Nous avons voulu voir Iguaçu côté bresilien mais il y avait un monde fou dimanche, nous avons préféré continuer notre route plutot que passer une journée à attendre. Il paraît que nous avons raté seulement une vue d'ensemble des chutes, le côté argentins etant plus impressionnant car très proches des cascades.

Nous avons tenté de faire du stop a Santa Terezinha de Itaipu, mais personne ne s'est arrêté, si ce n'est un gros orage qui est venu nous rafraîchir.

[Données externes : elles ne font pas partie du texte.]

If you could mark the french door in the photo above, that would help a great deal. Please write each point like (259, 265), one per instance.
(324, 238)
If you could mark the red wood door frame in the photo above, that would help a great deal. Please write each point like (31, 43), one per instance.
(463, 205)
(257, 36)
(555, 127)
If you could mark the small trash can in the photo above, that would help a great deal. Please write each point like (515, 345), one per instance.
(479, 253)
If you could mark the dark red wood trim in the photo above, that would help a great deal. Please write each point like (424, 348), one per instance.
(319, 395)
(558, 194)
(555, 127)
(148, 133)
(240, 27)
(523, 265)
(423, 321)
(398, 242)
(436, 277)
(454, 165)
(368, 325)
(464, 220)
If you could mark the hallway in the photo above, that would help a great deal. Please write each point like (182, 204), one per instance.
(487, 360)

Finalement, nous avons pris deux bus pour aller à Campo Grande, dès la sortie du bus, un brésilien nous propose un séjour dans le Pantanal pour quelques jours puis le transport jusqu'en Bolivie, exactement ce que nous desirions faire.

Le Pantanal est une vaste région très humide au sud ouest du Brésil, dans la région du Mato Grosso, nous décidons de le suivre après quelques négociations, nous avons eu une nuit dans un hostel et un repas d'offert. Qui plus est, arrivé sur place le camping n'étant pas utilisable, nous dormons dans des dortoirs très confortables.

C'est parti pour quatre jours et trois nuits dans un endroit magnifique perdu au milieu de rien.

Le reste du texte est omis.